Aqueles que experienciam um anseio pela perceção espiritual, mas não percebem o Criador, ficam preenchidos com confusão e pânico espirituais. Embora lhes seja dado o desejo de alcançar o Criador a partir do Alto, tais indivíduos não estão prontos para dar o passo independente em direção ao fim desejado.
Em vez disso, escolhem esperar que lhes seja enviado um desejo muito forte do Alto. Este servirá como um impulso para a frente. Permitirá a esses indivíduos perceberem que cada sentimento e circunstância estão impregnados do desejo do Criador de atrair a sua atenção para Ele e de os incitar a aproximarem-se d’Ele. Então, é possível detetar o chamamento do Criador.
É por esta razão que cada um de nós vê o mundo de uma forma muito pessoal e interpreta de maneira única tudo o que acontece à nossa volta. A regra de que “existem tantas perspetivas quantas pessoas” sublinha o facto de que cada um de nós é único. Ao prestarmos atenção aos nossos próprios sentimentos, podemos iniciar um diálogo com o Criador segundo o princípio de que “cada pessoa é uma sombra do Criador”.
Assim como a sombra se move com o movimento do indivíduo, e todos os movimentos da sombra apenas repetem os movimentos do indivíduo, da mesma forma, os nossos movimentos internos – os nossos desejos, aspirações, perceções, essência espiritual e visão da vida – repetem os movimentos (os desejos) do Criador.

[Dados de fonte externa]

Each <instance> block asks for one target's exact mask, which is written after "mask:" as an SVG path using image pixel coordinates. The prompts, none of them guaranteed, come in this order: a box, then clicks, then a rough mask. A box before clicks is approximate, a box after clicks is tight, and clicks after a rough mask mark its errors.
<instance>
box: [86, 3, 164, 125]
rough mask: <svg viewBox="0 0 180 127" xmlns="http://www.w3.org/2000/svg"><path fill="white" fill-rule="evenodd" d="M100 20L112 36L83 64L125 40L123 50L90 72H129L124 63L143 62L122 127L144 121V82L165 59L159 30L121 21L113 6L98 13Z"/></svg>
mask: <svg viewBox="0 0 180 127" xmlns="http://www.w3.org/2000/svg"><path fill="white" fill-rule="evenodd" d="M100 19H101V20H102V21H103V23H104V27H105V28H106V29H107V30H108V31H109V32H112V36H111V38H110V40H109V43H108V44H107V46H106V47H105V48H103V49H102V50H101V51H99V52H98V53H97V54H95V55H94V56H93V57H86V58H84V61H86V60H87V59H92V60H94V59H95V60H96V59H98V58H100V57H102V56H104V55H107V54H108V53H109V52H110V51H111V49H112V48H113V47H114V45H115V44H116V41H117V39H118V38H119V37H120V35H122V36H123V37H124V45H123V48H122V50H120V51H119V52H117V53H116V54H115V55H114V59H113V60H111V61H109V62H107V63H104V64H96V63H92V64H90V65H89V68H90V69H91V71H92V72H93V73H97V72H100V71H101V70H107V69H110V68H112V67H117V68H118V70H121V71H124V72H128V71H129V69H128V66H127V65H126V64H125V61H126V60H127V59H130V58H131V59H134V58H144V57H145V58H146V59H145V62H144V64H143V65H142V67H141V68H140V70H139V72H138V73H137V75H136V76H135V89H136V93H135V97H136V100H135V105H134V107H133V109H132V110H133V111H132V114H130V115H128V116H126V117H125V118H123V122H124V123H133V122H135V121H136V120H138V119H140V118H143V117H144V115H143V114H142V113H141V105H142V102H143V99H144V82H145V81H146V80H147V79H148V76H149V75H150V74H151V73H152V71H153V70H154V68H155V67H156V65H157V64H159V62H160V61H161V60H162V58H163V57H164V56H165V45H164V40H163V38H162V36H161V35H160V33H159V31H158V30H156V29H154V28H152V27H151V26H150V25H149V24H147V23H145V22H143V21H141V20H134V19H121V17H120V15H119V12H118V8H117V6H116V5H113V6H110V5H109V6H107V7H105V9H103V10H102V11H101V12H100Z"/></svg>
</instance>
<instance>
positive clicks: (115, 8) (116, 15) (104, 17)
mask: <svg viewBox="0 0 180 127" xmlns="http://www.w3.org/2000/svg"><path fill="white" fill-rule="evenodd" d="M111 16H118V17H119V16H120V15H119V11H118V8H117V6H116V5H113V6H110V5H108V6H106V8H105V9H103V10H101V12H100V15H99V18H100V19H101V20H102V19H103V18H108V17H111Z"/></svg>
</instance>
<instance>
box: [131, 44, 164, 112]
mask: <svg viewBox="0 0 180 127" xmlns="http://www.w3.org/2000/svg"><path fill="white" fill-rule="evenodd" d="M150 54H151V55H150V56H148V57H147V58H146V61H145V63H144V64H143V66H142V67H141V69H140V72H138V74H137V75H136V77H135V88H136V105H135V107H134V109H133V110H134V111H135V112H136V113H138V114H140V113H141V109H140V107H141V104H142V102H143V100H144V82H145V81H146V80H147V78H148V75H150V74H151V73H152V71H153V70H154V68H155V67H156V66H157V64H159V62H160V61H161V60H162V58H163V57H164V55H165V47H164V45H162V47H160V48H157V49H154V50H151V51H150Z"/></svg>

Assim, se a pessoa experiencia subitamente um desejo de perceber o Criador, deve reconhecer imediatamente que este desejo não resultou de ações particulares, mas sim do facto de o Criador ter dado um passo em direção a essa pessoa, criando uma atração e um apelo por Ele.
No início do caminho, o Criador usa todas as oportunidades apropriadas para comunicar connosco, despertando em nós tanto um anseio como uma angústia pelas perceções espirituais. Mas, cada vez que o Criador nos concede uma atração pelo espiritual, Ele espera uma reação equivalente do nosso lado.
Portanto, se compreendermos que o vigor com que ansiamos perceber o Criador é tão forte quanto o vigor com que o Criador deseja aproximar-nos de Si, devemos tentar desenvolver e fortalecer em nós esses sentimentos. Desta forma, podemos avançar em direção ao Criador até que, finalmente, possamos aderir a Ele em todos os desejos e qualidades.
Mas, quando ainda estamos no início do caminho, não sentimos nem compreendemos o Criador. Após várias tentativas infrutíferas de avançar em direção a Ele, parece-nos subitamente que, embora queiramos aproximar-nos do Criador, Ele nos ignora.
Em resposta, em vez de aumentarmos o nosso anseio ao nível necessário para nos ligarmos ao Criador, começamos, no nosso coração, a culpá-Lo por nos ignorar. Ficamos irritados e esquecemo-nos completamente de que o Criador nos deseja exatamente na mesma medida e, por esta razão, nos deu tais anseios por Ele.
Enquanto nos faltar uma fé completa na singularidade do Criador, repetiremos inevitavelmente os nossos erros vez após vez, até que o Criador nos faça perceber que todo o nosso desejo por Ele provém do próprio Criador, e que Ele aceitará todos os esforços que exigirmos, ajudando-nos ao revelar-Se a nós, mostrando-nos a verdadeira e completa imagem dos mundos e de Si próprio.
Só podemos ligar-nos ao Criador dirigindo alegremente todos os nossos anseios, o que é chamado “com todo o coração”. Isso inclui mesmo aqueles desejos que não precisam de ser trazidos a uma equivalência de forma com o Criador.
Se conseguirmos suprimir completamente todos os desejos egoístas revelados em nós anteriormente, enquanto sentimos felicidade nos nossos corações, estabelecemos condições propícias para preenchermos os nossos corações com a Luz do Criador.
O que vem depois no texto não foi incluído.